Kurt Cobain is estimated to have killed himself 25 years ago today, April 5, 1994. His body was discovered and the news was reported 3 days later.

Over 10 years ago I made a list of the 40 greatest grunge songs as a series of blog posts, and then did a post reflecting on those who had died. I said:

I vividly remember when I was 13, sitting around watching MTV on April 8, 1994. Kurt Loder announced on MTV News that Kurt Cobain had been found dead in his home and that the cause of death was "a self-inflicted gunshot wound to the head." I was so young that the meaning of that delicate phrasing didn't register with me, so I asked my mom about it. She had to explain: "That means he killed himself." . . .

He was 27. He left behind a one-year-old daughter and many others.

Nirvana [which had songs #18, #9, #1 in my list] released only three proper studio albums. In a Rolling Stone interview near the end of his life, Cobain was critical of the band's soft/loud formula and talked about wanting to branch out stylistically. He said he wanted to "learn to go in between those things, go back and forth, almost become psychedelic in a way."

We'll never get to hear how the band might have developed; the analogy would be if John Lennon had died not in 1980 but in 1965. They should have done so much more. But they changed the direction of rock music in the few years they were around. (As I said yesterday, I realize that other bands have a better claim to inventing grunge, but Nirvana perfected it and reached a lot more people.)
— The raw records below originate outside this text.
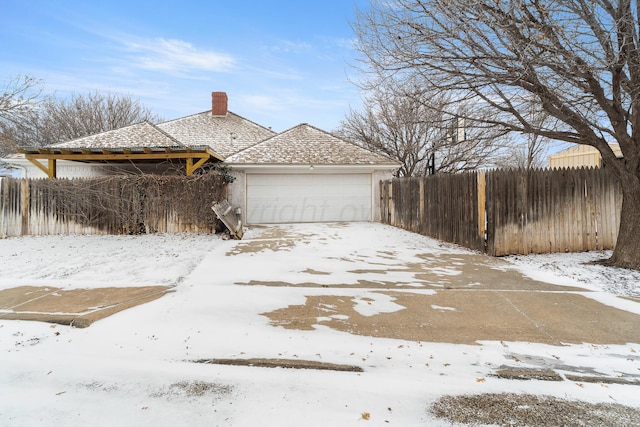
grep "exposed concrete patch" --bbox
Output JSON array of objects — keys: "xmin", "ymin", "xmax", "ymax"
[
  {"xmin": 492, "ymin": 366, "xmax": 562, "ymax": 381},
  {"xmin": 263, "ymin": 290, "xmax": 640, "ymax": 345},
  {"xmin": 565, "ymin": 374, "xmax": 640, "ymax": 385},
  {"xmin": 0, "ymin": 286, "xmax": 171, "ymax": 328},
  {"xmin": 195, "ymin": 358, "xmax": 364, "ymax": 372},
  {"xmin": 302, "ymin": 268, "xmax": 331, "ymax": 276},
  {"xmin": 429, "ymin": 393, "xmax": 640, "ymax": 427},
  {"xmin": 235, "ymin": 279, "xmax": 428, "ymax": 289}
]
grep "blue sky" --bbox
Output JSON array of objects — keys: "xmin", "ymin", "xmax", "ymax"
[{"xmin": 0, "ymin": 0, "xmax": 368, "ymax": 131}]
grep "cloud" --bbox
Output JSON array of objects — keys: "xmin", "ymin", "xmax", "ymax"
[{"xmin": 122, "ymin": 38, "xmax": 236, "ymax": 72}]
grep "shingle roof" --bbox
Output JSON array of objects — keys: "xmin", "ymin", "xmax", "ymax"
[
  {"xmin": 157, "ymin": 110, "xmax": 275, "ymax": 158},
  {"xmin": 49, "ymin": 122, "xmax": 184, "ymax": 149},
  {"xmin": 225, "ymin": 123, "xmax": 398, "ymax": 166}
]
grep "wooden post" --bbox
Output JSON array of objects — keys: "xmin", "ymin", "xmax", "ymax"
[
  {"xmin": 48, "ymin": 159, "xmax": 57, "ymax": 178},
  {"xmin": 20, "ymin": 179, "xmax": 29, "ymax": 236},
  {"xmin": 477, "ymin": 171, "xmax": 487, "ymax": 247}
]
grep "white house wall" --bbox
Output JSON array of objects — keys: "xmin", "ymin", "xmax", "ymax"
[{"xmin": 228, "ymin": 166, "xmax": 392, "ymax": 224}]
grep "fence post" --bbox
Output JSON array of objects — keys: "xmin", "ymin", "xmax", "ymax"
[
  {"xmin": 476, "ymin": 171, "xmax": 487, "ymax": 252},
  {"xmin": 20, "ymin": 179, "xmax": 29, "ymax": 236}
]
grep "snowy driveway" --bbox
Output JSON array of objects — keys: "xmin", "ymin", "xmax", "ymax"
[{"xmin": 0, "ymin": 223, "xmax": 640, "ymax": 426}]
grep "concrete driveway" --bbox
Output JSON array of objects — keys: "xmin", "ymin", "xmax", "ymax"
[
  {"xmin": 226, "ymin": 224, "xmax": 640, "ymax": 345},
  {"xmin": 0, "ymin": 223, "xmax": 640, "ymax": 345}
]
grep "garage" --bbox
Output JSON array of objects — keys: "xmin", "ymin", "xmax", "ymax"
[
  {"xmin": 224, "ymin": 123, "xmax": 400, "ymax": 224},
  {"xmin": 246, "ymin": 173, "xmax": 372, "ymax": 224}
]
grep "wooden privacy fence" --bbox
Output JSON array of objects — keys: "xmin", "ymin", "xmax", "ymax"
[
  {"xmin": 0, "ymin": 174, "xmax": 226, "ymax": 238},
  {"xmin": 380, "ymin": 169, "xmax": 622, "ymax": 256}
]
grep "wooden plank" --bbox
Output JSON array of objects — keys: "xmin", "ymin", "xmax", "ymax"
[{"xmin": 211, "ymin": 200, "xmax": 243, "ymax": 240}]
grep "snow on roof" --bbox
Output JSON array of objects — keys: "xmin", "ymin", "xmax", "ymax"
[
  {"xmin": 157, "ymin": 110, "xmax": 276, "ymax": 157},
  {"xmin": 48, "ymin": 122, "xmax": 184, "ymax": 149},
  {"xmin": 226, "ymin": 123, "xmax": 397, "ymax": 166}
]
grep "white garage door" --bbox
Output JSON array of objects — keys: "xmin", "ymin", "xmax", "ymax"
[{"xmin": 247, "ymin": 174, "xmax": 371, "ymax": 224}]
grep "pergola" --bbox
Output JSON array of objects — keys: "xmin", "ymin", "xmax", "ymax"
[{"xmin": 18, "ymin": 146, "xmax": 224, "ymax": 178}]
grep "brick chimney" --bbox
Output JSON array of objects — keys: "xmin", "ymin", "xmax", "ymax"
[{"xmin": 211, "ymin": 92, "xmax": 229, "ymax": 116}]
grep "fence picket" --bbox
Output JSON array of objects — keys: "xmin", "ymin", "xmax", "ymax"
[{"xmin": 380, "ymin": 168, "xmax": 622, "ymax": 256}]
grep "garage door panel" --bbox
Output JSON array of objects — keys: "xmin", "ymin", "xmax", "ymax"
[{"xmin": 247, "ymin": 174, "xmax": 371, "ymax": 224}]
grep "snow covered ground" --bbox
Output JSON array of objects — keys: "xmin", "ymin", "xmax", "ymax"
[{"xmin": 0, "ymin": 223, "xmax": 640, "ymax": 426}]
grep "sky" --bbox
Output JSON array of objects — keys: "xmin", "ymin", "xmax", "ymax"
[{"xmin": 0, "ymin": 0, "xmax": 368, "ymax": 131}]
For days after the news broke, MTV constantly reran the Nirvana Unplugged concert, and I watched it almost as constantly. I started learning to play guitar that summer.
This is a park bench in Seattle, south of Cobain's home, where he died. The photographer, Eric Shoemaker, says: "Nirvana fans gather at the park on the memorial of Kurt Cobain's death (April 5th), to pay tribute. . . . The park's benches are covered with graffiti messages to the rock icon."
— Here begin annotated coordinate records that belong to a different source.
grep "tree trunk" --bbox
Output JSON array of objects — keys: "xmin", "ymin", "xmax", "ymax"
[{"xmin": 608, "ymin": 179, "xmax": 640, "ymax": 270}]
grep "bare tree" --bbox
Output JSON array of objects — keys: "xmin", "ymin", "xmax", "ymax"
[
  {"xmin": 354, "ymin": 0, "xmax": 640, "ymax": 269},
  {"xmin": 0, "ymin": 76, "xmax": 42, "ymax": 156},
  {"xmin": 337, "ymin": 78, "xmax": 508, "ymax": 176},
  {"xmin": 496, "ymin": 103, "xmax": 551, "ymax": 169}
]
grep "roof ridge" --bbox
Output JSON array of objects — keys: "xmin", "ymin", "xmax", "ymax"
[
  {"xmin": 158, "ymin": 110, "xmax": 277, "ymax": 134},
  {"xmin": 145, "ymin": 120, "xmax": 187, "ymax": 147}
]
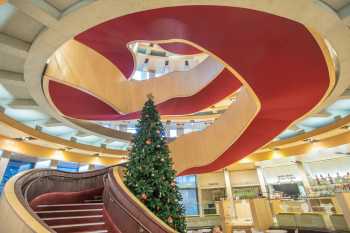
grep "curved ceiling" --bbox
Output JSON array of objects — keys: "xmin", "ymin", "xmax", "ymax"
[{"xmin": 45, "ymin": 6, "xmax": 334, "ymax": 174}]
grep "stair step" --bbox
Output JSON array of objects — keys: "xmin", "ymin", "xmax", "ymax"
[
  {"xmin": 41, "ymin": 215, "xmax": 103, "ymax": 221},
  {"xmin": 35, "ymin": 209, "xmax": 102, "ymax": 218},
  {"xmin": 35, "ymin": 209, "xmax": 102, "ymax": 214},
  {"xmin": 50, "ymin": 222, "xmax": 108, "ymax": 233},
  {"xmin": 38, "ymin": 202, "xmax": 103, "ymax": 207},
  {"xmin": 50, "ymin": 222, "xmax": 106, "ymax": 229},
  {"xmin": 84, "ymin": 199, "xmax": 102, "ymax": 203}
]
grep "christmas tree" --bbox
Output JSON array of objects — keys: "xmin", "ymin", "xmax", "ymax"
[{"xmin": 125, "ymin": 96, "xmax": 186, "ymax": 232}]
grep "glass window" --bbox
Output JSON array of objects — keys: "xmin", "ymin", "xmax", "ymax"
[
  {"xmin": 0, "ymin": 160, "xmax": 34, "ymax": 193},
  {"xmin": 180, "ymin": 189, "xmax": 199, "ymax": 216}
]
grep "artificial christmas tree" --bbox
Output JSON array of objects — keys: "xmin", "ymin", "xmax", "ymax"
[{"xmin": 125, "ymin": 96, "xmax": 186, "ymax": 232}]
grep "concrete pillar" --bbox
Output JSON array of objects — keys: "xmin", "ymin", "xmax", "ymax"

As you can see, someone wrote the first line of "Dumb," from In Utero: "I'm not like them, but I can pretend."

Cobain tribute bench in Seattle





From the New York Times:
Suicide prevention advocates have developed guidelines for news media coverage of suicide deaths. . . . They . . . recommend avoiding coverage that describes death as an escape for a troubled person.

One example was the 1994 death of Kurt Cobain of Nirvana, who was beloved among young music fans, including in Seattle, where his career rose and where he was found dead. Local coverage of his suicide was closely tied to messages about treatment for mental health and suicide prevention, along with a very public discussion of the pain his death caused his family.

Those factors may explain why his death bucked the pattern. In the months after Mr. Cobain’s death, calls to suicide prevention lines in the Seattle area surged and suicides actually went down.